Find Relevant Medical Publications

(MIT, MRes)

The goal of this project is to design and apply search technology so that a search retrieves published medical information that is relevant to the query asked by a medical doctor. Examples of medical queries are the titles of the clinical inquiries column of the Journal of Family Practice. You will use these clinical inquiries as your source questions, and you will aim to retrieve documents like those listed in the clinical inquiries, by accessing the MEDLINE database of medical publications through interfaces such as PubMed. You will preferably have knowledge and experience with using Web applications, such as search services. Knowledge of search technology and text processing is also desirable but not essential.

Evaluate the Quality of a Search of Medical Documents

(MIT, MRes)

We have a collection of search queries related to clinical questions and the documents that the search engines returned as relevant. In this project you will implement methods to automatically determine how well the relevant documents fit the target topic, and whether there are any key aspects of the information that are missing.

Search and Display Clinical Evidence

(MIT, ENGG805/806)

We are developing technology for searching for medical evidence, extract the specific evidence related to specific conditions, and appraise the quality of the evidence. In this project you will implement an interface to such a technology so that it can be used from a Web browser. You will need knowledge of Web technology and applications, and a good sense of Web application design and user interfaces. There are several aspects of the development that can be covered in multiple projects: make the system scale up to large results, enable user login, leverage the use of past queries by the user or other users.


Natural Language Processing

Deep Learning for Question Answering and Summarisation

(MIT, MRes)

Deep learning has recently been used successfully in a wide range of applications, many of which are related to text processing tasks. In this project you will explore the use of deep learning techniques in question answering or summarisation such as in the shared tasks organised by BioASQ. You will need to have knowledge of statistical methods and natural language processing, or willingness to learn these, and good programming skills, preferably using the Python programming language and Python packages such as Google's TensorFlow.

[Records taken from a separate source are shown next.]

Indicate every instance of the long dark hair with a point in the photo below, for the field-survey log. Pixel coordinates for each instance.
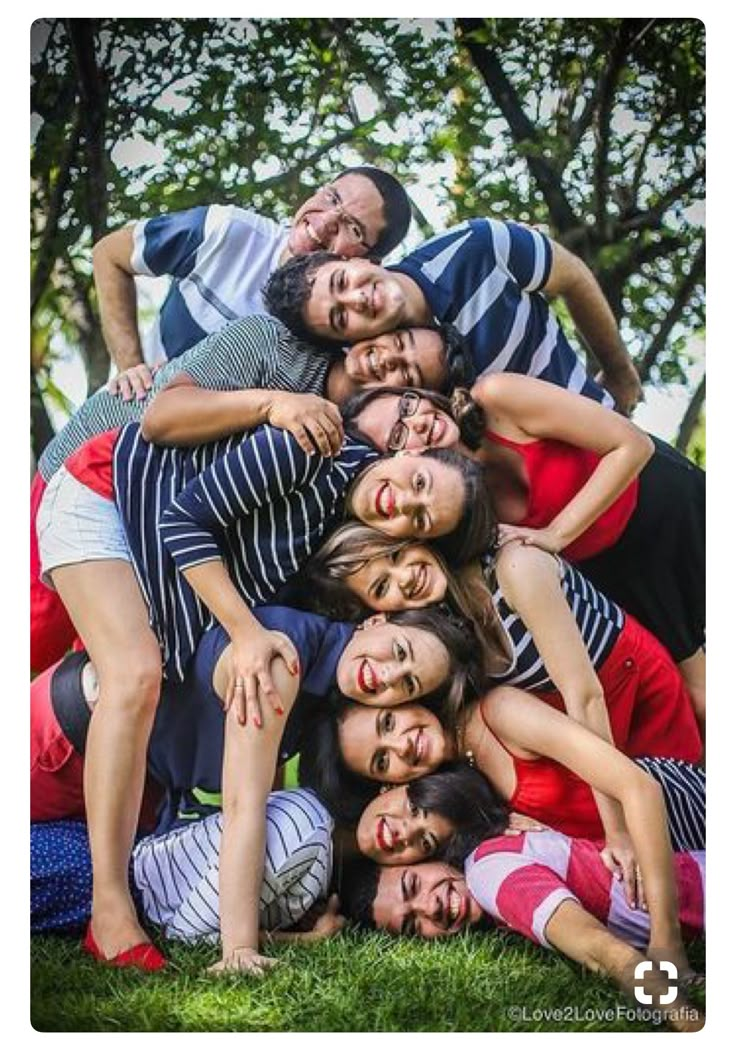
(460, 406)
(321, 767)
(465, 798)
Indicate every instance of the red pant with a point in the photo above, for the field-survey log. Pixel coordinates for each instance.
(57, 769)
(649, 706)
(52, 631)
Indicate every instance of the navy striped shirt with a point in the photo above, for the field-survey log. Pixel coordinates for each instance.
(178, 873)
(258, 503)
(485, 278)
(219, 258)
(599, 620)
(257, 352)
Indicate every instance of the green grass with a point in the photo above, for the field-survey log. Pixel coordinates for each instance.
(355, 983)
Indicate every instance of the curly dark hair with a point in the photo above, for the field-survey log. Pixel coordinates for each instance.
(288, 290)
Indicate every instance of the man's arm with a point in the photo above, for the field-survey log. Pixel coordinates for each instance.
(571, 278)
(573, 931)
(115, 293)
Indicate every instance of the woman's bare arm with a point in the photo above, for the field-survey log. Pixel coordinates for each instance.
(526, 408)
(535, 727)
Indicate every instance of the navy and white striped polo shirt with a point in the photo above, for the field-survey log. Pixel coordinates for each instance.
(257, 352)
(219, 258)
(485, 278)
(599, 620)
(257, 503)
(178, 873)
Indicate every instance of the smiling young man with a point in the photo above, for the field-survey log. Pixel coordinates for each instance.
(488, 278)
(220, 257)
(552, 888)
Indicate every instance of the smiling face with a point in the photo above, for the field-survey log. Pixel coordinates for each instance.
(430, 901)
(385, 664)
(345, 216)
(409, 496)
(355, 299)
(394, 831)
(413, 423)
(392, 744)
(403, 357)
(409, 579)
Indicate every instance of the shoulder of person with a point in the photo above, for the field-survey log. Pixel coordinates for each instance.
(517, 564)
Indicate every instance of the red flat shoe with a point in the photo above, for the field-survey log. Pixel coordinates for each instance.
(145, 956)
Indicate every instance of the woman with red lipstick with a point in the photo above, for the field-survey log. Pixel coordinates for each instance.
(572, 477)
(539, 760)
(194, 743)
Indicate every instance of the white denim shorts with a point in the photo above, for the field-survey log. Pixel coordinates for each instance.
(76, 525)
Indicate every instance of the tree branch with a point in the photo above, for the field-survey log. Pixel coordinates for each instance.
(45, 252)
(689, 420)
(608, 85)
(523, 132)
(93, 89)
(686, 289)
(653, 217)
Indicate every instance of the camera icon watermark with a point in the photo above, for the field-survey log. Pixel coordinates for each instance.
(645, 967)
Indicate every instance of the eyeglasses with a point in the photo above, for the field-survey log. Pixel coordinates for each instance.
(353, 228)
(399, 432)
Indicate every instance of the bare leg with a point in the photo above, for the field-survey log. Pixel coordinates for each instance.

Machine Learning and Cloud Computing for Text Processing

(MIT, ENGG805/806)

There is an increasing range of cloud platforms such as Amazon Web Services, Google Computer Engine, and Microsoft Cloud Platform. Some of these platforms include specialised components for machine learning. In this project you will review these platforms and report on their possibilities for the development and deployment of machine learning applications for text processing.

Make a Chatbot Speak like Donald Trump

(MRes, ENGG460/411)

In this project you will adapt a full-fledged chatbot such as A.L.I.C.E. and make it speak in the style of well-known people with strong Twitter presence such as Donald Trump. You will apply machine learning technology to build language models based on the tweets by the target person, and modify the output of the chatbot so that it speaks in the style of the person.